“Hard Sun crams more plot into the opening episode than most series manage over their entire run.”
Hard Sun, BBC1
“Hard Sun crams more plot into the opening episode than most series manage over their entire run. It’s relentlessly thrilling, playing familiar notes with virtuoso skill, and from the standoff with MI5 to the big reveal about Renko’s secret, it digs its claws in and doesn’t let go.”
Rebecca Nicholson, The Guardian
“It is an unrelentingly bleak, horribly violent and highly improbable drama from Neil Cross, the man behind Luther. I enjoyed it. This is another cop show, but it avoids most clichés and moves at a cracking pace, surprising and wrong-footing the viewer.”
Carol Midgley, The Times
“The atmosphere of paranoia and threat was lightened by police banter in a rainbow array of British accents. Almost everyone was scrumptiously good-looking. London was a chiaroscuro vision, Victorian terraces huddling under sky-piercing towers. This glossy apocalyptic thriller is so moreish that – to quote Bowie – my brain hurt like a warehouse.”
Jasper Rees, The Telegraph
“The stylised credits suggest a classy affair akin to The Night Manager. The billing as a pre-apocalyptic crime drama recalls Channel 4’s outstanding Utopia. Sadly, it falls short on both counts. Deyn does well at the Statham-like action, flying through the air to tackle a man on a motorbike. But too many unintentionally funny moments undermine the tension.”
Robert Epstein, The i
“There’s a lot of action, tension, violence and enough of all three to get carried along for long stretches with your heart threatening to jump out of the jaw that you’ve left wide open. Only in the quiet bits do you wonder if someone would automatically think a 13-year-old could only get pregnant as a result of incest or why a phone works in a car park but stops working in the street.”

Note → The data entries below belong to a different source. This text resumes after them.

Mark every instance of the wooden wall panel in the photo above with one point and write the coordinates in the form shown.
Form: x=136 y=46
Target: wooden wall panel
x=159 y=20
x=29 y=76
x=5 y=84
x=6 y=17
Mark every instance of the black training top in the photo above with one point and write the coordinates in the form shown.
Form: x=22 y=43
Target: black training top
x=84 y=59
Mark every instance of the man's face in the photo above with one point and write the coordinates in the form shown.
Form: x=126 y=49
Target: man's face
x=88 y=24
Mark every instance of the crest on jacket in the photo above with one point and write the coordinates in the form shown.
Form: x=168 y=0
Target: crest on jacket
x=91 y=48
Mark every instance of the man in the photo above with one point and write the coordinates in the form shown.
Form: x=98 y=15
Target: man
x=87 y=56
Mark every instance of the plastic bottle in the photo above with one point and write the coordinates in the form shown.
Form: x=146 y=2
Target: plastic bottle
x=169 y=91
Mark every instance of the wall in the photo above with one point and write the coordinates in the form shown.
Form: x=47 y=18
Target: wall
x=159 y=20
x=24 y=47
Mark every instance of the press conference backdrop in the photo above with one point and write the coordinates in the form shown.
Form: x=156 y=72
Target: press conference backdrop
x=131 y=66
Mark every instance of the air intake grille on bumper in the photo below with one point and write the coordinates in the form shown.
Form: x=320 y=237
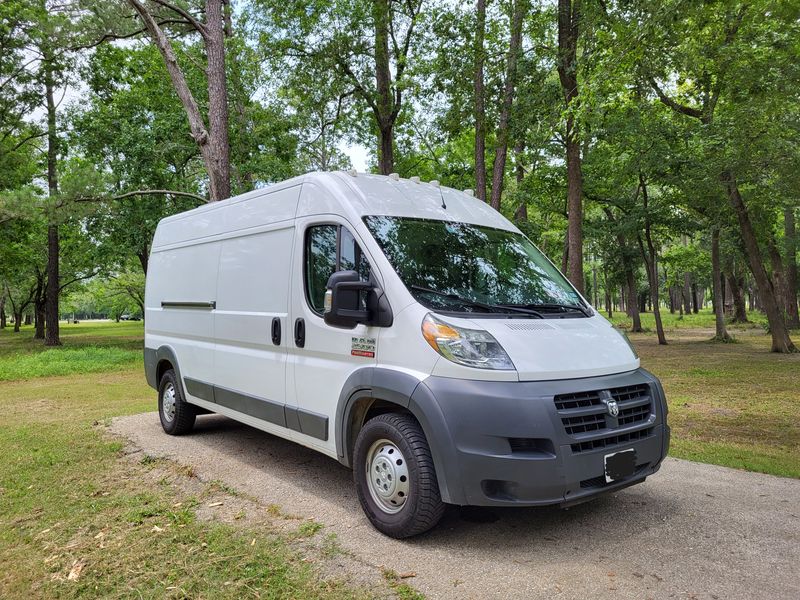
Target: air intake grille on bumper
x=588 y=417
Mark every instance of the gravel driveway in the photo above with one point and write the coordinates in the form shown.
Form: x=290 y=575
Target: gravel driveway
x=691 y=531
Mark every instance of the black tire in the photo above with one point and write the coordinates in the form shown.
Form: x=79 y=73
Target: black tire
x=423 y=506
x=184 y=414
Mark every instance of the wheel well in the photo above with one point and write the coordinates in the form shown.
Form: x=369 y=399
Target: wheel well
x=362 y=411
x=163 y=366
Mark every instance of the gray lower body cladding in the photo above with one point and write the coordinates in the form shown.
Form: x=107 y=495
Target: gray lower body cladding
x=539 y=443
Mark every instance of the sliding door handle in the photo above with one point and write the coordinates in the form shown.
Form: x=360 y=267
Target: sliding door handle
x=299 y=333
x=276 y=331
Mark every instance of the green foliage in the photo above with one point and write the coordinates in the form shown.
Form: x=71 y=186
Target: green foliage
x=70 y=361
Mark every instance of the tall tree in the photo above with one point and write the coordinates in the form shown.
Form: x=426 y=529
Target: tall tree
x=518 y=13
x=790 y=251
x=365 y=47
x=479 y=56
x=569 y=22
x=213 y=138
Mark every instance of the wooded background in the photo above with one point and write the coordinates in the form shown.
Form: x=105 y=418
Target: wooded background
x=650 y=148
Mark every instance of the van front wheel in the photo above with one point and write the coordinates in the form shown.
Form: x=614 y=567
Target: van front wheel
x=395 y=476
x=177 y=416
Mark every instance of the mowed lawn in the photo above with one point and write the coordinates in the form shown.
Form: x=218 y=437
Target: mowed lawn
x=78 y=519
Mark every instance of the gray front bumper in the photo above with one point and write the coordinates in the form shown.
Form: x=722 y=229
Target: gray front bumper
x=504 y=443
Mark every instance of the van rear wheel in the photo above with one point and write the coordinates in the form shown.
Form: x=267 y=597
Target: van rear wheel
x=395 y=477
x=177 y=416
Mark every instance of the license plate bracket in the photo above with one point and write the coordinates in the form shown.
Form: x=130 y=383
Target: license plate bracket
x=619 y=465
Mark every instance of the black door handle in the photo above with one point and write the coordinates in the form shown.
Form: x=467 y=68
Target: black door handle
x=299 y=333
x=276 y=331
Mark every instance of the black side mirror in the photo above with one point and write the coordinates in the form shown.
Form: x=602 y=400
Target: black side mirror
x=344 y=307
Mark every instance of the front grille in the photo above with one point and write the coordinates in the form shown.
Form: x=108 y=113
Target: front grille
x=600 y=481
x=586 y=415
x=580 y=400
x=613 y=440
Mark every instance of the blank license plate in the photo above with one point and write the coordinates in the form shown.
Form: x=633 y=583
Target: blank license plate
x=620 y=465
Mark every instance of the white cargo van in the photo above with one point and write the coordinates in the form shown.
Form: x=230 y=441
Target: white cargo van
x=408 y=331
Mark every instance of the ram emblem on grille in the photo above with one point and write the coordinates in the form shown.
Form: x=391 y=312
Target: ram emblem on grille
x=612 y=406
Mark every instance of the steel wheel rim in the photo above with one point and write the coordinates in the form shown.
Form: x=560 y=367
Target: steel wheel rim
x=168 y=402
x=388 y=479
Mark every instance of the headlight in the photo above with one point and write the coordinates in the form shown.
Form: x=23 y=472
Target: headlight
x=627 y=341
x=468 y=347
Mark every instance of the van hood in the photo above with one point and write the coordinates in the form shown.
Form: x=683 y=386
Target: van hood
x=543 y=349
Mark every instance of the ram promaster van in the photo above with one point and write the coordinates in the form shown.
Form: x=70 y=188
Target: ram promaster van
x=408 y=331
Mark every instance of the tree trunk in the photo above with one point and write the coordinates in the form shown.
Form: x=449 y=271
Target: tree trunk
x=480 y=102
x=737 y=294
x=651 y=262
x=716 y=275
x=790 y=251
x=218 y=142
x=568 y=20
x=51 y=337
x=501 y=147
x=777 y=325
x=521 y=213
x=212 y=142
x=39 y=319
x=381 y=14
x=632 y=305
x=687 y=293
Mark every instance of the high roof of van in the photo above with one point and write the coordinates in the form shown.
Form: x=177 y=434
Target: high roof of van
x=351 y=195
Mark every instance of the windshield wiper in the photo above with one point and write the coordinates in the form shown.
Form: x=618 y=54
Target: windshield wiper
x=467 y=301
x=570 y=307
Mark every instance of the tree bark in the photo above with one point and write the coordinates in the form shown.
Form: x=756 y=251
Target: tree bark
x=39 y=319
x=519 y=11
x=521 y=213
x=651 y=263
x=716 y=275
x=568 y=20
x=734 y=284
x=632 y=305
x=218 y=140
x=790 y=251
x=781 y=342
x=480 y=101
x=53 y=290
x=383 y=80
x=212 y=141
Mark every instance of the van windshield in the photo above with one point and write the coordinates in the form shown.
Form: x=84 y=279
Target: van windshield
x=459 y=267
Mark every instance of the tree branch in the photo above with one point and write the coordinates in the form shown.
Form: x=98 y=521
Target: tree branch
x=190 y=19
x=676 y=106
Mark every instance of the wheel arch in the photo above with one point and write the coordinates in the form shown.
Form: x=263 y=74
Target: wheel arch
x=371 y=391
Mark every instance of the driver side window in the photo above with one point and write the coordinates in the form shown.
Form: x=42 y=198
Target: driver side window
x=330 y=248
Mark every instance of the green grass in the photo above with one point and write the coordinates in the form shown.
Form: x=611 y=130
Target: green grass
x=65 y=361
x=736 y=405
x=674 y=322
x=71 y=503
x=68 y=498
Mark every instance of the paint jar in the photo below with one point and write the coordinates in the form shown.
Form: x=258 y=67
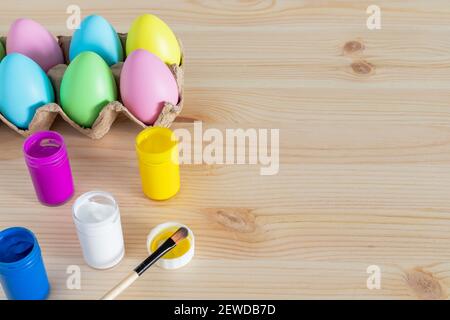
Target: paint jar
x=97 y=219
x=157 y=151
x=48 y=163
x=22 y=270
x=179 y=256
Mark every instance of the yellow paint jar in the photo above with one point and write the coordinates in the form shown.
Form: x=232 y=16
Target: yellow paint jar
x=157 y=150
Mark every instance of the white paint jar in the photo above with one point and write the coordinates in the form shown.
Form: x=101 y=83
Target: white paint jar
x=97 y=219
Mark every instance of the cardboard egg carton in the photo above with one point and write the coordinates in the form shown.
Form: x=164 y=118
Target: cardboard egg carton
x=46 y=115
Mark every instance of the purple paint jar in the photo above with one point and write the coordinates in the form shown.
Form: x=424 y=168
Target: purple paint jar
x=49 y=167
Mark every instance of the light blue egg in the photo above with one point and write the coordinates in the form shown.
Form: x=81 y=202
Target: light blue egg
x=24 y=87
x=97 y=35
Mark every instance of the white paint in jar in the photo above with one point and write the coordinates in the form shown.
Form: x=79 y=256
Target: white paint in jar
x=97 y=218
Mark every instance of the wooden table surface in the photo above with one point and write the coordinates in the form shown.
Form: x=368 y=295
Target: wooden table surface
x=364 y=119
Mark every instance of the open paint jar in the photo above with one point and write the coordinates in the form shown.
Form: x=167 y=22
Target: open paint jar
x=22 y=270
x=179 y=256
x=157 y=150
x=97 y=218
x=48 y=163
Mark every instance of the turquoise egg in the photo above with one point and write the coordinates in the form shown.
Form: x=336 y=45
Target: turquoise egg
x=97 y=35
x=24 y=87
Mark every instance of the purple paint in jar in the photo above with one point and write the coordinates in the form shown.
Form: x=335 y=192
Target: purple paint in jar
x=48 y=163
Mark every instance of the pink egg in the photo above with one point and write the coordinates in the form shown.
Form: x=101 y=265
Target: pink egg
x=145 y=84
x=34 y=41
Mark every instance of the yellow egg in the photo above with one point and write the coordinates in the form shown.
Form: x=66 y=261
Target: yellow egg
x=152 y=34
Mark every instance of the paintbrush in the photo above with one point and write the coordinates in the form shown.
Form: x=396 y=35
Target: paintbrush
x=168 y=245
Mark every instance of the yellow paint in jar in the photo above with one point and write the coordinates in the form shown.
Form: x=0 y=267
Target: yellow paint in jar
x=181 y=249
x=157 y=150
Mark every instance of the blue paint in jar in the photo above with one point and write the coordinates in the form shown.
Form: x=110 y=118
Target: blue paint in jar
x=22 y=270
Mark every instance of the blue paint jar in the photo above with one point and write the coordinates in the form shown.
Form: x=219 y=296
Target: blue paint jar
x=22 y=270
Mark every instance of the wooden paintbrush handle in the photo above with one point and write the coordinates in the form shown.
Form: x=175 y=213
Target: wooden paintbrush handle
x=117 y=290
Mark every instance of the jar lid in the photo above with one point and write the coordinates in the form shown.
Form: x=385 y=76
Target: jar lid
x=179 y=256
x=156 y=145
x=44 y=148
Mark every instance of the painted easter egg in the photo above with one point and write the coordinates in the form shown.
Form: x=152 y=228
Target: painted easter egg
x=154 y=35
x=34 y=41
x=87 y=86
x=24 y=87
x=97 y=35
x=145 y=84
x=2 y=51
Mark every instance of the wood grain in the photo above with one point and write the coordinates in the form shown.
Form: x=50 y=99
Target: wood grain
x=365 y=154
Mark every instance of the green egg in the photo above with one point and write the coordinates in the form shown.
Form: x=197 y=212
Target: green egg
x=88 y=85
x=2 y=51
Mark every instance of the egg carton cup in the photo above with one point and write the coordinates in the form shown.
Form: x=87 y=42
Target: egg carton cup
x=46 y=115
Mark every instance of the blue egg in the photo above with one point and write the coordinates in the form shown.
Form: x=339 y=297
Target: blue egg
x=97 y=35
x=24 y=87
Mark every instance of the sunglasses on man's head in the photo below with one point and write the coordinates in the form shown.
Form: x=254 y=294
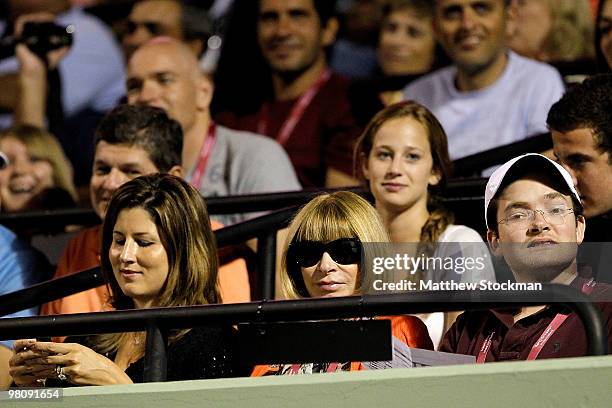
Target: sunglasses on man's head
x=345 y=251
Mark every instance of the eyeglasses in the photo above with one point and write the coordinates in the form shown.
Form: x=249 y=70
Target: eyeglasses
x=524 y=216
x=345 y=251
x=152 y=27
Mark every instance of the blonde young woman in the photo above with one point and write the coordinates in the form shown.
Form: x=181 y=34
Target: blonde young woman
x=403 y=157
x=322 y=258
x=158 y=251
x=38 y=175
x=553 y=30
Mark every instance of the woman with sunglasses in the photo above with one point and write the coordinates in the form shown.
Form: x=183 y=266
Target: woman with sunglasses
x=321 y=258
x=403 y=158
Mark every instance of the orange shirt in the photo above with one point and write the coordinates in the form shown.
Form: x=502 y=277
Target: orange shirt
x=83 y=252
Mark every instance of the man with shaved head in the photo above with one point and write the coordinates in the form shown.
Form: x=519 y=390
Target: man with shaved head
x=218 y=161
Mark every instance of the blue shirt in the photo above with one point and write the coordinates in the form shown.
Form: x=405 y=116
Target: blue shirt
x=20 y=266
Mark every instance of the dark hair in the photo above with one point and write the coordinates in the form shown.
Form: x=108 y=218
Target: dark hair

Matt Baylis, Daily Express
“Michael Palin: A Life on Screen was a deserved celebration of the career of the ex-Monty Pythoner and all-round lovely chap. This, however, followed the usual formula of tribute shows — splendid old clips woven with talking heads such as John Cleese, David Jason and Connie Booth — which meant that at times it felt somewhat linear and flat.”
Carol Midgley, The Times
SAS: Who Dares Wins, Channel 4
“There is, of course, much basic fun to be had with SAS: Who Dares Wins. It is a sadistic joy to see people pushed to their limits, particularly personal trainers with bad tattoos or bankers who have a whiff of The Apprentice about them. But camouflaged beneath all this is a rather more subtle and important message.”